Why is it happening?
Generally the drugs that cause hair loss do so because they interfere with the natural hair growth cycle. The problem occurs during the telogen phase (the resting phase of the hair growth cycle). Hair growth happens when hair is in the anagen phase. It remains in the phase for three to four years. Then it enters the telogen phase. During this phase, hair stops growing and this is the normal in the natural hair growth process.

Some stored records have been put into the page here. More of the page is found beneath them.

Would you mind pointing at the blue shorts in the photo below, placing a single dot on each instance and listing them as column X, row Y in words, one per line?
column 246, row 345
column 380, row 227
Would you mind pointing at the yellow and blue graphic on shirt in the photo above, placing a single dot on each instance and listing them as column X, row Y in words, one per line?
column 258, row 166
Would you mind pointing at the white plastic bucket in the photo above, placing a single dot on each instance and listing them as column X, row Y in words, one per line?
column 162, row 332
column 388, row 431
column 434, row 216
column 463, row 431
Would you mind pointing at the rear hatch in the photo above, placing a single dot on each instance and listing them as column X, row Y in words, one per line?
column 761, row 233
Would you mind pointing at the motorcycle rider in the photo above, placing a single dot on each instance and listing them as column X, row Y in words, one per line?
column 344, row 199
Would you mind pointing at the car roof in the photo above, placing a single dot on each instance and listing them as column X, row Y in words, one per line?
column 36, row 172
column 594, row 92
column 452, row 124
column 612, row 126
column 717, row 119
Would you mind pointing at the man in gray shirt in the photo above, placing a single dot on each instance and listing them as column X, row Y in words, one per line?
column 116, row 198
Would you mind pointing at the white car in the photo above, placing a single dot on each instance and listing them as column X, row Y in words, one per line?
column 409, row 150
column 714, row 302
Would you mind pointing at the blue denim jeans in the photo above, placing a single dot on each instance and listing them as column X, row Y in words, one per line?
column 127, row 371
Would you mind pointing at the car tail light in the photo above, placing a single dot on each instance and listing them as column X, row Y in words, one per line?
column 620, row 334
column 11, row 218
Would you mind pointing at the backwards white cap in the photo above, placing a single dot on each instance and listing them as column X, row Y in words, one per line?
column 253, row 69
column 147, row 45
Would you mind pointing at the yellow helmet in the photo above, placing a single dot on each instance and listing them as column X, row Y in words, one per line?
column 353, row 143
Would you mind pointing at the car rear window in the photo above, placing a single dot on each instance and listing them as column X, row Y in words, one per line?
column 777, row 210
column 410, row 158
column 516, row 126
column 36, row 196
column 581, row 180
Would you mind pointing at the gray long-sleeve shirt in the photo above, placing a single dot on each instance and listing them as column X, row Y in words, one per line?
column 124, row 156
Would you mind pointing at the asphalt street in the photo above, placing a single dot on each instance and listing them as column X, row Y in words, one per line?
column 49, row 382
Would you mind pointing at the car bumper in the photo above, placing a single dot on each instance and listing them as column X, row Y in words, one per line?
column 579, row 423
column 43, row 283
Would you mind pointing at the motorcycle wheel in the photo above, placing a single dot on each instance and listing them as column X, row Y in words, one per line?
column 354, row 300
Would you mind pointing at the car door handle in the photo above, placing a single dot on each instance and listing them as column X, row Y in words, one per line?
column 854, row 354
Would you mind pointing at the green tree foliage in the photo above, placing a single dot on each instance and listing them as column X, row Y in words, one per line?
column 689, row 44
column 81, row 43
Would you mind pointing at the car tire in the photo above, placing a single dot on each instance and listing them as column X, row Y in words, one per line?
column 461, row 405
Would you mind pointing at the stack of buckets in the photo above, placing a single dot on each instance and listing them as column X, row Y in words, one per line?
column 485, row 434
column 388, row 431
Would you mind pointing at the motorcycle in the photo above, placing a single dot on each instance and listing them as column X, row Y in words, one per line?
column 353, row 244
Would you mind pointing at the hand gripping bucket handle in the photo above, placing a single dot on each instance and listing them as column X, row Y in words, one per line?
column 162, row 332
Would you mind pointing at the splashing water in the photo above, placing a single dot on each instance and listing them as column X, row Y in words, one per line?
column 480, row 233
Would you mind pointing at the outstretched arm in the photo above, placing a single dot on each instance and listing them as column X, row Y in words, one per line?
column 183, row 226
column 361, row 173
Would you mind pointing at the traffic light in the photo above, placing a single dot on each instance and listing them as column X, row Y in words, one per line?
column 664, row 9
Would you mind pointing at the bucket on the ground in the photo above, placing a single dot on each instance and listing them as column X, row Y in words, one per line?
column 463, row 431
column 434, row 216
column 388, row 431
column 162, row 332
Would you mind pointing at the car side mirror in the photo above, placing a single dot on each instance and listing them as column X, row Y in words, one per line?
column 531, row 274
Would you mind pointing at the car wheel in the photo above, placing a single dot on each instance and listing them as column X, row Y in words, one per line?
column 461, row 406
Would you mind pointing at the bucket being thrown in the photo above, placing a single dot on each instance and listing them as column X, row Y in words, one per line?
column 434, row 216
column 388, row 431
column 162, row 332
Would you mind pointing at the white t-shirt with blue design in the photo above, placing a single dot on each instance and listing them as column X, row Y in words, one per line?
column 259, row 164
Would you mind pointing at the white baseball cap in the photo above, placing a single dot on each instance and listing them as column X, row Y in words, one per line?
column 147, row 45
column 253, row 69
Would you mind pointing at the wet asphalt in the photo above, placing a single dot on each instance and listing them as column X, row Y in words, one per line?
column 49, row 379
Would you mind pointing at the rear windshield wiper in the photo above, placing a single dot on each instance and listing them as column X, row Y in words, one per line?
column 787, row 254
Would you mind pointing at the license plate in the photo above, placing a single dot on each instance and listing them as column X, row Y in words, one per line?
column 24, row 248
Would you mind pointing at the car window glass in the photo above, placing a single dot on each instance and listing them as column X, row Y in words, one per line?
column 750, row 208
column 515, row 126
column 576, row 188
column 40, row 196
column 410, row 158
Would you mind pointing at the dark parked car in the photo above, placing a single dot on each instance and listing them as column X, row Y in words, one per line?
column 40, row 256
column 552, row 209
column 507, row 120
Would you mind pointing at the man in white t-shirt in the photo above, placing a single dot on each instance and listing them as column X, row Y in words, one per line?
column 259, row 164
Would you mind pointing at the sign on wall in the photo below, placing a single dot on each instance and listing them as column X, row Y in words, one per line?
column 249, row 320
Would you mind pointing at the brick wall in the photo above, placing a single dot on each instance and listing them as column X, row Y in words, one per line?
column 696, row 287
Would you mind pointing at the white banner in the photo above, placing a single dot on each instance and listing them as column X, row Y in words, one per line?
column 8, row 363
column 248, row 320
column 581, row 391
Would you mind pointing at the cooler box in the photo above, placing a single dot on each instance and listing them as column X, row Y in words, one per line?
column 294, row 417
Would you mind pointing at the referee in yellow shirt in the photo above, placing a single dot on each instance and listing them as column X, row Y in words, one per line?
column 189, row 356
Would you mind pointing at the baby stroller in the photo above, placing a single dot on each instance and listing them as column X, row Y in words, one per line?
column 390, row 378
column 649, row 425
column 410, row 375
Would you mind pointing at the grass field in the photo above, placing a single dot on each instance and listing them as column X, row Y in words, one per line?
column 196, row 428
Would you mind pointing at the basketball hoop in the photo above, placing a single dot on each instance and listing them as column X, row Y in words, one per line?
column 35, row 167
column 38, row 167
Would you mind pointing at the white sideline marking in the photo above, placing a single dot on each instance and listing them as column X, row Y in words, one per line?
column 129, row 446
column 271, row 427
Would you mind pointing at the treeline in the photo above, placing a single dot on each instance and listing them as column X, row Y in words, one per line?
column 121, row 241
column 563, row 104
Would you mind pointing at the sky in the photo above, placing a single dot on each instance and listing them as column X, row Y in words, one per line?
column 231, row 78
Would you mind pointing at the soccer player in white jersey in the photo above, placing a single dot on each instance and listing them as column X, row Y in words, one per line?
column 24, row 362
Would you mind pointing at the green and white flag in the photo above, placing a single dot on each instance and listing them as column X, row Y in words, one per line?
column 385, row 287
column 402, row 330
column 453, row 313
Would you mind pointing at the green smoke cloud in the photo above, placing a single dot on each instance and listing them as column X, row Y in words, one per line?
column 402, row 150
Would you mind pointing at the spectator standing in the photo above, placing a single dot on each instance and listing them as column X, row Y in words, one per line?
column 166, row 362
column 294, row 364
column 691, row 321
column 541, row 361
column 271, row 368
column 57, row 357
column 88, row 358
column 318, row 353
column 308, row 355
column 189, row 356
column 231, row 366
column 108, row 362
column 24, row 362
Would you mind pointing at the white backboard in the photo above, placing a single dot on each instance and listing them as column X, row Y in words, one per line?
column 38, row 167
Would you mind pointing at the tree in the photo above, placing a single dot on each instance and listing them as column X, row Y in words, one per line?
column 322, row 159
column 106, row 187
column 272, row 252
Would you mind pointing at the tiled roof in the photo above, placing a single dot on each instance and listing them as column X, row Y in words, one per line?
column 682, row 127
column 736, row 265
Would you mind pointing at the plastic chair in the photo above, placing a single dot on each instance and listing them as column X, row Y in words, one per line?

What can be done about it?
If you have hair loss that has been brought on because of medication, there are several options you can take. First, talk to your doctor and determine if the drug you are taking is indeed the cause of your hair loss. If so, a different medication may be available. The second option is to consider using alternative hair treatment to minimise your hair from shedding, like laser hair therapy, or you cause use a hair replacement system or wig to help you hide your hair loss. This might be a great option for short-term hair loss that will likely come back after you stop taking the medication.